Chang’s Economics: The User’s Guide is less a guide to economics as it is practiced but more to an economics that should be: A pluralistic study of the economy, not one single approach to analyze everything.
Chang introduces to some of the non-mainstream approaches to economics and shows where they differ from the mainstream by discussing concrete current economic issues (with a slight emphasis on macroeconomics) and how we got there. As such, the Guide is rather a work in economic history and comparative economics. The presentation of relevant statistics on a wide range of countries to provide context is commendable.
Underlying the obvious narrative, an introduction to economics, there seem to be two theses. First, economics is inseparable from politics. Politics provides the institutional context, the rules of the game, economic analysis has to be performed within this frame. Economics, however, provides the reasoning for many political decisions, it “is a political argument.” The two fields cannot be without the other. Second, as a result, all economics is normative. There is no value-free economic analysis. “[T]here are no objective truths in economics that can be established independently of political, and frequently moral, judgements.” Hence, “[e]conomics is not - and can never be - a science.”

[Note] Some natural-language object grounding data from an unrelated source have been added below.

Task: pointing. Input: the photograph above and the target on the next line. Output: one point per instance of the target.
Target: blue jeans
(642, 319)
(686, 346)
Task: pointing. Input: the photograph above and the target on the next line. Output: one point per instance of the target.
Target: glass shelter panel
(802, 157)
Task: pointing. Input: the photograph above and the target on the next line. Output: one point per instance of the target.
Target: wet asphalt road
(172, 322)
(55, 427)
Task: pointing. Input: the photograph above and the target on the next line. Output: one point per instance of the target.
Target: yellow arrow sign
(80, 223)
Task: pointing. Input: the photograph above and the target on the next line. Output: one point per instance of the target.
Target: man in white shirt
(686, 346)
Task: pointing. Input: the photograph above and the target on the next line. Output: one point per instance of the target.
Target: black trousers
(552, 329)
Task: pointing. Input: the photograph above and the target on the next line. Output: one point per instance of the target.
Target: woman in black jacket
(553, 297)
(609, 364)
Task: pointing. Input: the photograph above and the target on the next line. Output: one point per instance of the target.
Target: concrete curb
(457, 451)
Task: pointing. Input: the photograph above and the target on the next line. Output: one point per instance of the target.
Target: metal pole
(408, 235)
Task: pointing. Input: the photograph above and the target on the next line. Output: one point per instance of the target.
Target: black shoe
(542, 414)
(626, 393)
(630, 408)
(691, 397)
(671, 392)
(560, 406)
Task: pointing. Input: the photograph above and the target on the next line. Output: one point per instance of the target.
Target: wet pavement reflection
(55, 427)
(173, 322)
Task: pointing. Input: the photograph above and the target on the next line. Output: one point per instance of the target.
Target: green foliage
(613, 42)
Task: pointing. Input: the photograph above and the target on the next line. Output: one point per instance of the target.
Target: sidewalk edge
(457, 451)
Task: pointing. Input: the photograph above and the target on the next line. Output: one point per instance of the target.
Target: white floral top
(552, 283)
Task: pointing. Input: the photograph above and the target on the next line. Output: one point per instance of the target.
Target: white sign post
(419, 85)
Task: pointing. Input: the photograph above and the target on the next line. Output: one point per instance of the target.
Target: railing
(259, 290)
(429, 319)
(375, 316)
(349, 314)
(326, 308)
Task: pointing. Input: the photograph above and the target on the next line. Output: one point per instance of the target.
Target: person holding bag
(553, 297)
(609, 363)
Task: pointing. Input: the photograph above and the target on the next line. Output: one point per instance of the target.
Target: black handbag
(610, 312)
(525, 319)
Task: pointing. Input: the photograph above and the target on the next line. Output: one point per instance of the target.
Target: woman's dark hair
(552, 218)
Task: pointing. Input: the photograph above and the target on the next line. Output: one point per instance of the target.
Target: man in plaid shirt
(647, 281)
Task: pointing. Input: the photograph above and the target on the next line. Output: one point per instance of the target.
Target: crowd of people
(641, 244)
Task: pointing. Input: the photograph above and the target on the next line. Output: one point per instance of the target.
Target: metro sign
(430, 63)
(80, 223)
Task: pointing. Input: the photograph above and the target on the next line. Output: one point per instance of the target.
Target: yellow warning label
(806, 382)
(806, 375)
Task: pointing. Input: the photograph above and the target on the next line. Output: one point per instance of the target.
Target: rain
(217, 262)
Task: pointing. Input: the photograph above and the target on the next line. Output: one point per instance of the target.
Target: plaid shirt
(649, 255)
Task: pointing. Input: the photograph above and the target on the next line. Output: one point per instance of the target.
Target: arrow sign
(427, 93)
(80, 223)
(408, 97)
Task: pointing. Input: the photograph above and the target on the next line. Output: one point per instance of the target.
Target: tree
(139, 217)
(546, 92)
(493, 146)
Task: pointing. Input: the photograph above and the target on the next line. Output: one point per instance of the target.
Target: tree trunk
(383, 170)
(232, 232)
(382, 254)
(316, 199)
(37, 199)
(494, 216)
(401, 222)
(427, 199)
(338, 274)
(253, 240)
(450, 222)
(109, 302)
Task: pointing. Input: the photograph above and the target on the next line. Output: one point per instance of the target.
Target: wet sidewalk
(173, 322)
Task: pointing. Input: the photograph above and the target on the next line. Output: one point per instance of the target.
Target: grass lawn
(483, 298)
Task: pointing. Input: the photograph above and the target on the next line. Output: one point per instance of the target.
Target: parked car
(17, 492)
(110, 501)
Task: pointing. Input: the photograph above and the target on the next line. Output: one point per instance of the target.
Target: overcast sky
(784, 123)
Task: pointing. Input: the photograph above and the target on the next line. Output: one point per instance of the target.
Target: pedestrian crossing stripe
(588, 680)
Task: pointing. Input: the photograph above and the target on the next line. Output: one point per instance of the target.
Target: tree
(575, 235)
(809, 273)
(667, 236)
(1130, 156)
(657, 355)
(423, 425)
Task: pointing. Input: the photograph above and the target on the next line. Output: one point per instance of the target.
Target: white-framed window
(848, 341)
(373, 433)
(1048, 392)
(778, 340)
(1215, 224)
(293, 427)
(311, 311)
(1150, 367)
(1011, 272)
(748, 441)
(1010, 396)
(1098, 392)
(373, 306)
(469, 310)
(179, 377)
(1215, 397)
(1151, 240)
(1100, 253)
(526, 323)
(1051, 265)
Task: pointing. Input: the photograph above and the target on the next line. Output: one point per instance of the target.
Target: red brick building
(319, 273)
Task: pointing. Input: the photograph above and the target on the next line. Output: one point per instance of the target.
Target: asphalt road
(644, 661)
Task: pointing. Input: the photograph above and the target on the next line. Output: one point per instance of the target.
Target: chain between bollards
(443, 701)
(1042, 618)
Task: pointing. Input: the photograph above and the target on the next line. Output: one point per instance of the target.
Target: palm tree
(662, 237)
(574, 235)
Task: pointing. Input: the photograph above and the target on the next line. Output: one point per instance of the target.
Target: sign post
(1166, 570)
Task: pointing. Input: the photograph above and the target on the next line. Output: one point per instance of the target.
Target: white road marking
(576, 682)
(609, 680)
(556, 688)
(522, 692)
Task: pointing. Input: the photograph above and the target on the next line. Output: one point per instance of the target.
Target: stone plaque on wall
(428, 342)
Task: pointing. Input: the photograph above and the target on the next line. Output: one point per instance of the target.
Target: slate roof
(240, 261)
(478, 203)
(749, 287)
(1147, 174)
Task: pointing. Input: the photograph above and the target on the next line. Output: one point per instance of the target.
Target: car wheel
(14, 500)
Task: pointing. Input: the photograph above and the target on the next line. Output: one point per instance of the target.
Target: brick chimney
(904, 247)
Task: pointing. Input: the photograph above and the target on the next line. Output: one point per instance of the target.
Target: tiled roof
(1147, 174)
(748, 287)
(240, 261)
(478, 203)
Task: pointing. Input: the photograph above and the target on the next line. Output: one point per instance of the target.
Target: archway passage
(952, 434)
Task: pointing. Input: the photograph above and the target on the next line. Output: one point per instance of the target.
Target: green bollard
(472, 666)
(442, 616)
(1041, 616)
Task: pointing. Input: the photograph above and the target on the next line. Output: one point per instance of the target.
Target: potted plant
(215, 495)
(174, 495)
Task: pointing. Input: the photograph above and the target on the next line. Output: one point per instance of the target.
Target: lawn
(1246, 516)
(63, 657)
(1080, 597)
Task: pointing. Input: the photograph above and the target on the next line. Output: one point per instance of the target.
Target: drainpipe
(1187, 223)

While I mostly agree with the first thesis, I do not agree with the second one. Economic analysis (in particular of microeconomic issues) can be purely descriptive, positive. Without some understanding of the causal links, the mechanics of the economy, the decision-making behavior and process a meaningful normative analysis would not be possible. I would also argue, that, e.g., experimental economist are not just going through the motions of the scientific process of knowledge generation, they are scientists: Observing, hypothesis generating, falsifying, and theory building scientist.